I hope the following does what you want, though I don't really like my solution. I've also assumed that in case there are more than one keywords in an input, you'll keep the line unchanged in case there is at least one context word in less than five words distance for any one of them. For your particular case, probably you'll have to modify a little bit here and there. Another point is that you can use paste
instead of str_c
and lapply
/mapply
instead of map
/map2
.
library(dplyr)
#>
#> Attaching package: 'dplyr'
#> The following objects are masked from 'package:stats':
#>
#> filter, lag
#> The following objects are masked from 'package:base':
#>
#> intersect, setdiff, setequal, union
library(purrr)
library(stringr)
library(tidyr)
search_list <- data.frame(keyword = c("apple", "orange", "cat"),
contextword = c("pick", "peel,throw", "stroke,keep,pat"),
stringsAsFactors = FALSE)
to_be_searched <- data.frame(inputs = c("I eat apple", "I did not eat an orange today yet. Did you ever throw it out.", "I peel orange", "I pick an apple", "I keep the cat.
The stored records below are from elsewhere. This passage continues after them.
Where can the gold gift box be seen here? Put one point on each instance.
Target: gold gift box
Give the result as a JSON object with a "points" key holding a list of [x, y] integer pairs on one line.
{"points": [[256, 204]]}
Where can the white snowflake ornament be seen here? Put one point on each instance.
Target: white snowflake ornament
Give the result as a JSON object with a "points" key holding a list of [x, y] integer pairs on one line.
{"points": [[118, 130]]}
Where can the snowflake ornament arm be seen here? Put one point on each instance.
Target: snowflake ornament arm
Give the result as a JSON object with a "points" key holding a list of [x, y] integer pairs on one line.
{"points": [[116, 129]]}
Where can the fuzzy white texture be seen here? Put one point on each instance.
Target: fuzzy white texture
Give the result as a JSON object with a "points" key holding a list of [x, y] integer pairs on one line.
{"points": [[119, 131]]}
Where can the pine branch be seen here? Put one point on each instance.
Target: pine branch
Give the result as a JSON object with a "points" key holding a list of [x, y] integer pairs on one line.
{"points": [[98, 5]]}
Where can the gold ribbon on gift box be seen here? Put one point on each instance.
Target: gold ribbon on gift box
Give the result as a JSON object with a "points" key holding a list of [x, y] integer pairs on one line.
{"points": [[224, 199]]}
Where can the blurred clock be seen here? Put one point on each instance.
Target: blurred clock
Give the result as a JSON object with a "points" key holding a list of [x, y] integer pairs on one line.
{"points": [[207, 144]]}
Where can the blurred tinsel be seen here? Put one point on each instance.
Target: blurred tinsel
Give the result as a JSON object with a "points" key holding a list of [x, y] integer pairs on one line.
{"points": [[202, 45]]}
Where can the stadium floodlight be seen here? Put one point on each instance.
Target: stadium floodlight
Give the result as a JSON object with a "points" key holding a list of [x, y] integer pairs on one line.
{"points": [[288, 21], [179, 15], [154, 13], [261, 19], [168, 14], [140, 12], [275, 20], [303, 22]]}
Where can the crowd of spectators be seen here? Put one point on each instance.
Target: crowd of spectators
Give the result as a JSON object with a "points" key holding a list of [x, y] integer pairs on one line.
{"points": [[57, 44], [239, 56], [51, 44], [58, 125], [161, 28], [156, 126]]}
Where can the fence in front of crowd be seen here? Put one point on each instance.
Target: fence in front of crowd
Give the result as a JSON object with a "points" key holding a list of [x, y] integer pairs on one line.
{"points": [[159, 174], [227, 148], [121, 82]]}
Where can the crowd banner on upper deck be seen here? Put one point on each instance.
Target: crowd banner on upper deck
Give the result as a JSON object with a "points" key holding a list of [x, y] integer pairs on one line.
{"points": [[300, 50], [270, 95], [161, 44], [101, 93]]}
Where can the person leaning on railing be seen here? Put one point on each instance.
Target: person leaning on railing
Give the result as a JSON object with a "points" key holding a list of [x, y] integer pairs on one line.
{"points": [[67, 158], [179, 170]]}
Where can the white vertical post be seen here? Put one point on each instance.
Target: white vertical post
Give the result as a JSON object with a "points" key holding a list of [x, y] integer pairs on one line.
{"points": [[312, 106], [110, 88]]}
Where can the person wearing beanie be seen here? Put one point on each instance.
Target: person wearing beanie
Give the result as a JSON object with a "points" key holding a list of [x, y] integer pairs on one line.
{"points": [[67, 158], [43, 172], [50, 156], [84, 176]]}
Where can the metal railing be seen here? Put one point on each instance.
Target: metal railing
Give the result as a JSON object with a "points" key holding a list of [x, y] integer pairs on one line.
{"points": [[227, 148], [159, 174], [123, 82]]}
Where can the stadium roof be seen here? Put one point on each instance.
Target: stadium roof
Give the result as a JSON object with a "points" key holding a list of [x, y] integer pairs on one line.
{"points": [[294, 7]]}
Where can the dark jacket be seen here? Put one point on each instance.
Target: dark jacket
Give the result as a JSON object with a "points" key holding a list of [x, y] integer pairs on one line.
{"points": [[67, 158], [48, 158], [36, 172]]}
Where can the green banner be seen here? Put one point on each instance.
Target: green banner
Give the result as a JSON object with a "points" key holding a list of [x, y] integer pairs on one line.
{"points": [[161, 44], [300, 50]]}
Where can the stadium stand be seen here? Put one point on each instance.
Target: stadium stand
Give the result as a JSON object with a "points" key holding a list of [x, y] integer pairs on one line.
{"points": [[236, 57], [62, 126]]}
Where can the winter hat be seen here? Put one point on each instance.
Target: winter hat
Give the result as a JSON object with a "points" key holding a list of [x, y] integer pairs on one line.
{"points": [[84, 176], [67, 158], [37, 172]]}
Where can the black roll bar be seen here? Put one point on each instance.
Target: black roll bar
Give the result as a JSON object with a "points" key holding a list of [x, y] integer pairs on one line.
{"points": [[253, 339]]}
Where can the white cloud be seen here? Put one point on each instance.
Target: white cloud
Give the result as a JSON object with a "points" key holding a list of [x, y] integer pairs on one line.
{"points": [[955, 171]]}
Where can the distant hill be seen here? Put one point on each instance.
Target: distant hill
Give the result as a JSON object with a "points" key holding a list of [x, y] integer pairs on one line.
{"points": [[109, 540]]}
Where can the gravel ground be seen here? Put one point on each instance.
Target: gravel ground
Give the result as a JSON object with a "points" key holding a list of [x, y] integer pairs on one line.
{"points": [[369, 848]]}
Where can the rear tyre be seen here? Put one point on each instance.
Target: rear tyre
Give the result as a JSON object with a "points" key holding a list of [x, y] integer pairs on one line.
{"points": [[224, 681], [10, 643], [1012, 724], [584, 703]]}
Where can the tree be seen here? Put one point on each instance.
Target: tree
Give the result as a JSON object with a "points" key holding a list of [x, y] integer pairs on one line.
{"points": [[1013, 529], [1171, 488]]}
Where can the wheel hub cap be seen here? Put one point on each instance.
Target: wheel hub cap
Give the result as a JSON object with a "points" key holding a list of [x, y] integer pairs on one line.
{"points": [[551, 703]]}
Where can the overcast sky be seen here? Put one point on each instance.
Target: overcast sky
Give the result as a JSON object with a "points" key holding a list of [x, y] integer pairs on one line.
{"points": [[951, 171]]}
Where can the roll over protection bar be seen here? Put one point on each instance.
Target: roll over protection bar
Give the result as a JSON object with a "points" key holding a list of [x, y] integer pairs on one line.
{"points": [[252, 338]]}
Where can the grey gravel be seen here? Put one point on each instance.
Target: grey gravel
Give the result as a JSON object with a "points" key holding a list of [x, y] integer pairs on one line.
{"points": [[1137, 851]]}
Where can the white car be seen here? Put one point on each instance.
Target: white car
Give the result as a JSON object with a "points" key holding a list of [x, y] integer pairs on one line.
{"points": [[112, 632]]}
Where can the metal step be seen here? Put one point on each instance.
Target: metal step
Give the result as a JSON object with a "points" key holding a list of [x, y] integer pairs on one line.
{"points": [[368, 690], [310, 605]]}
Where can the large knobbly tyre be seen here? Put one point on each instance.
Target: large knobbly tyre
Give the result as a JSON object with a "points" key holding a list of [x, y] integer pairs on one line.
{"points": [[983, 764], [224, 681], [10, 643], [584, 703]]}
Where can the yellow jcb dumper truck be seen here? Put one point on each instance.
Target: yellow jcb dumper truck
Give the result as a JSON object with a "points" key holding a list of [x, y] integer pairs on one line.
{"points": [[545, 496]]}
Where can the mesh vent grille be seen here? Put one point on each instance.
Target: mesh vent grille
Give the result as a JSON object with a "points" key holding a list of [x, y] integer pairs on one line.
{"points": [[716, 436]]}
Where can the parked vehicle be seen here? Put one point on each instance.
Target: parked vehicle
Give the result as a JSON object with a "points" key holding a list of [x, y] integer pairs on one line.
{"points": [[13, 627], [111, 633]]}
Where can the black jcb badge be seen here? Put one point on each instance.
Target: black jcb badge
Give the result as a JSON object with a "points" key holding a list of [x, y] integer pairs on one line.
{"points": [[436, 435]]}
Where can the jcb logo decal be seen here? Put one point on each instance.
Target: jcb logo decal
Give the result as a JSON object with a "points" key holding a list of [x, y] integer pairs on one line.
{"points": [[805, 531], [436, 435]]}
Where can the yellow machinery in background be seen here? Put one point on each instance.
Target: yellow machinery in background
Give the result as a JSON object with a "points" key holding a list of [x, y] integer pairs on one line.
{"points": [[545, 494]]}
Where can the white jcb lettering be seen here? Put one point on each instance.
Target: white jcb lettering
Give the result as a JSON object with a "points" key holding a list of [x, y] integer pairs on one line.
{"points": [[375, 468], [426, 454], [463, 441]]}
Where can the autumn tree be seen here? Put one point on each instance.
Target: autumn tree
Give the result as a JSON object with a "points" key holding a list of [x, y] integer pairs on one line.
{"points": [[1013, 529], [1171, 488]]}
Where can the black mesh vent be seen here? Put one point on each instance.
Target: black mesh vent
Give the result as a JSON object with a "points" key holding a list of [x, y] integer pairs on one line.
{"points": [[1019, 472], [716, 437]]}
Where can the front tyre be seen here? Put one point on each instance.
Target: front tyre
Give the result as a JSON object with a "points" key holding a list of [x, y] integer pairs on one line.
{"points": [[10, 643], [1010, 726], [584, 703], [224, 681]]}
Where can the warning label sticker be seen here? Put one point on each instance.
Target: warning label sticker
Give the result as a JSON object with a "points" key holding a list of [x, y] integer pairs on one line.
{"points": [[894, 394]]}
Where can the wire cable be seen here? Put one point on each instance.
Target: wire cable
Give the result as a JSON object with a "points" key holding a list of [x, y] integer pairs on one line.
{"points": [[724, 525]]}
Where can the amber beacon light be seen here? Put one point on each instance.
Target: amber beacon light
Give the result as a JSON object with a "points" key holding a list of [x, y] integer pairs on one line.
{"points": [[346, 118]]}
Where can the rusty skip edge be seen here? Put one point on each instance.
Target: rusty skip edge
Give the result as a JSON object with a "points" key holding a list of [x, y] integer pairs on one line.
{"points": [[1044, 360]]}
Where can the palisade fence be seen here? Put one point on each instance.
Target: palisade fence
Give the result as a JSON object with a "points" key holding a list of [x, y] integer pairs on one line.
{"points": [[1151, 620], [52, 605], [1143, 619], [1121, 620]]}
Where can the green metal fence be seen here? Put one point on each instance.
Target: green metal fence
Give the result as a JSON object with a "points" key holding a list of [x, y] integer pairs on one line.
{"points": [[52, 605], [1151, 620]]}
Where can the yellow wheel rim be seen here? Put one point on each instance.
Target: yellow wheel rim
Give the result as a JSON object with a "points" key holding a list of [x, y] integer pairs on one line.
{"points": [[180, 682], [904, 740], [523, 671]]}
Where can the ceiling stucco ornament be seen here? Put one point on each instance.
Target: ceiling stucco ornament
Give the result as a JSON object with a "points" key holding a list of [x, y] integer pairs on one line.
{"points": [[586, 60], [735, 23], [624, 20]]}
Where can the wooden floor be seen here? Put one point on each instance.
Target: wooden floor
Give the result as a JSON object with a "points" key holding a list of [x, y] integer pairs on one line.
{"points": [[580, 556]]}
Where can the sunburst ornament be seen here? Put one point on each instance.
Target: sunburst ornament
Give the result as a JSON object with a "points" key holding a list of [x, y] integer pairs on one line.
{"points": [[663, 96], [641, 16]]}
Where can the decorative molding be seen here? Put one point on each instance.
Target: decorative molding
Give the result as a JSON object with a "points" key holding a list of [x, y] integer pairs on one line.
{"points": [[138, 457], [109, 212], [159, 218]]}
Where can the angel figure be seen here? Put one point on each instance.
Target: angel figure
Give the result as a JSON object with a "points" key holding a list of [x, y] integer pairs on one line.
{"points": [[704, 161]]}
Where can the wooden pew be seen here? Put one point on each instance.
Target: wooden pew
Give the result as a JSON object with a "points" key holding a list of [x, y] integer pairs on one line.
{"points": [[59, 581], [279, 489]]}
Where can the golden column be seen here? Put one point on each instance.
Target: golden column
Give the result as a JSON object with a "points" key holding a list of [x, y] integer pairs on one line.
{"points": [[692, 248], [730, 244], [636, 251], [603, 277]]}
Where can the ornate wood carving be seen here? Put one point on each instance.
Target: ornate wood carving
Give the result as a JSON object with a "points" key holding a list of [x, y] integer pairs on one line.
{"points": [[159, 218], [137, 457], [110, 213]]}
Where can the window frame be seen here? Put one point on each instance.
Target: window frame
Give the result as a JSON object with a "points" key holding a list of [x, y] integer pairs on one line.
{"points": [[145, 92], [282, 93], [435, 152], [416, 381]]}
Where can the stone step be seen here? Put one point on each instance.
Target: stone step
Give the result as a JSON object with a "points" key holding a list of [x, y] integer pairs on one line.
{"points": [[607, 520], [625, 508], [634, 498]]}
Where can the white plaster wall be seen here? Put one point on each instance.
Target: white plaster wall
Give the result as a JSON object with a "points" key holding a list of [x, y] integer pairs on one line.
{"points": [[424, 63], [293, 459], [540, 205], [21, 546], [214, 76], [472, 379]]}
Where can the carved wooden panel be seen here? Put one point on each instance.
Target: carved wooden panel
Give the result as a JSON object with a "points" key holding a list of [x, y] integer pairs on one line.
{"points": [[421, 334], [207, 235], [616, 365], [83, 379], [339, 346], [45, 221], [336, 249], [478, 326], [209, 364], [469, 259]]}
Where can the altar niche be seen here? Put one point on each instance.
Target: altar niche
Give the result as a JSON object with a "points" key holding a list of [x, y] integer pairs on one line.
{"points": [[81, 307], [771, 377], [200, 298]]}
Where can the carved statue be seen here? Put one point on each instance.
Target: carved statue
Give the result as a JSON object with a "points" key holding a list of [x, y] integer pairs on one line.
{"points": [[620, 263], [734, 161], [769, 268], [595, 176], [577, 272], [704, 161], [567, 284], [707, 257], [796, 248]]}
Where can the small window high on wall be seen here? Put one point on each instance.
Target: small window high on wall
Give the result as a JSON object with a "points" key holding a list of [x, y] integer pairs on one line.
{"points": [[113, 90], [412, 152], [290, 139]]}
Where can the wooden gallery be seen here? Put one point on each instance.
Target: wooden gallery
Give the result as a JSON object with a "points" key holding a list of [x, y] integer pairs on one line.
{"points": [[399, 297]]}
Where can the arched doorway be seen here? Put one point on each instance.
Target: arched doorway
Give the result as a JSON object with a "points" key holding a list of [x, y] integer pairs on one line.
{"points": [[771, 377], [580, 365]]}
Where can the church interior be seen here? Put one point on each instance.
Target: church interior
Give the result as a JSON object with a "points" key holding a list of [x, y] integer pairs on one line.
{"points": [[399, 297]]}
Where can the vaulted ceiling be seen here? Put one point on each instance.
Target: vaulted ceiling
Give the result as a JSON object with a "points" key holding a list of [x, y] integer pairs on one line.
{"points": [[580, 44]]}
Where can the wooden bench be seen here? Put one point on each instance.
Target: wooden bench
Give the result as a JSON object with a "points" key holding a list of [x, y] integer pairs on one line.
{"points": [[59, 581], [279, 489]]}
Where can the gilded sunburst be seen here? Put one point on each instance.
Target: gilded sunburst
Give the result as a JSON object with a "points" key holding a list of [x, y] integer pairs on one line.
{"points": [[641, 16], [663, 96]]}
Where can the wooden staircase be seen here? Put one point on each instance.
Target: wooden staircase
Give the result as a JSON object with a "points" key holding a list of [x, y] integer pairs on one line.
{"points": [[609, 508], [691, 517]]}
You pat the cat"),
stringsAsFactors = FALSE)
window_selection <- function(keyword_positions,
cleaned_line_as_vector,
window_size)
{
map(.x = keyword_positions,
.f = function(keyword_position) str_c(cleaned_line_as_vector[seq(from = max(keyword_position - window_size,
1),
to = min(keyword_position + window_size,
length(x = cleaned_line_as_vector)))],
collapse = " "))
}
results_after_search <- to_be_searched %>%
mutate(match_position_in_search_list = map_int(.x = inputs,
.f = ~ str_which(string = .x,
pattern = search_list$keyword)),
matched_row = map(.x = match_position_in_search_list,
.f = ~ slice(.data = search_list,
.x))) %>%
unnest_wider(col = matched_row) %>%
mutate(contextword_as_regex = str_replace_all(string = contextword,
pattern = ",",
replacement = "|"),
cleaned_inputs = str_remove_all(string = inputs,
pattern = "[:punct:]"),
cleaned_inputs_as_vector = str_split(string = cleaned_inputs,
pattern = " "),
match_position_of_keyword = map2(.x = cleaned_inputs_as_vector,
.y = keyword,
.f = ~ str_which(string = .x,
pattern = .y)),
window_of_five = map2(.x = match_position_of_keyword,
.y = cleaned_inputs_as_vector,
.f = ~ window_selection(keyword_positions = .x,
cleaned_line_as_vector = .y,
window_size = 5L)),
keep_or_not = map2_lgl(.x = window_of_five,
.y = contextword_as_regex,
.f = ~ any(str_detect(string = .x,
pattern = .y)))) %>%
transmute(modified_inputs = replace(x = inputs,
list = !keep_or_not,
values = ""))
search_list
#> keyword contextword
#> 1 apple pick
#> 2 orange peel,throw
#> 3 cat stroke,keep,pat
to_be_searched
#> inputs
#> 1 I eat apple
#> 2 I did not eat an orange today yet. Did you ever throw it out.
#> 3 I peel orange
#> 4 I pick an apple
#> 5 I keep the cat. You pat the cat
results_after_search
#> # A tibble: 5 x 1
#> modified_inputs
#> <chr>
#> 1 ""
#> 2 ""
#> 3 I peel orange
#> 4 I pick an apple
#> 5 I keep the cat. You pat the cat
Created on 2019-10-21 by the reprex package (v0.3.0)
I don't have a large dataset, so can't check how "efficient" it is compared to other solutions. I'm sure others will also post elegant solutions, so can I request you to provide a benchmark at the end comparing different solutions?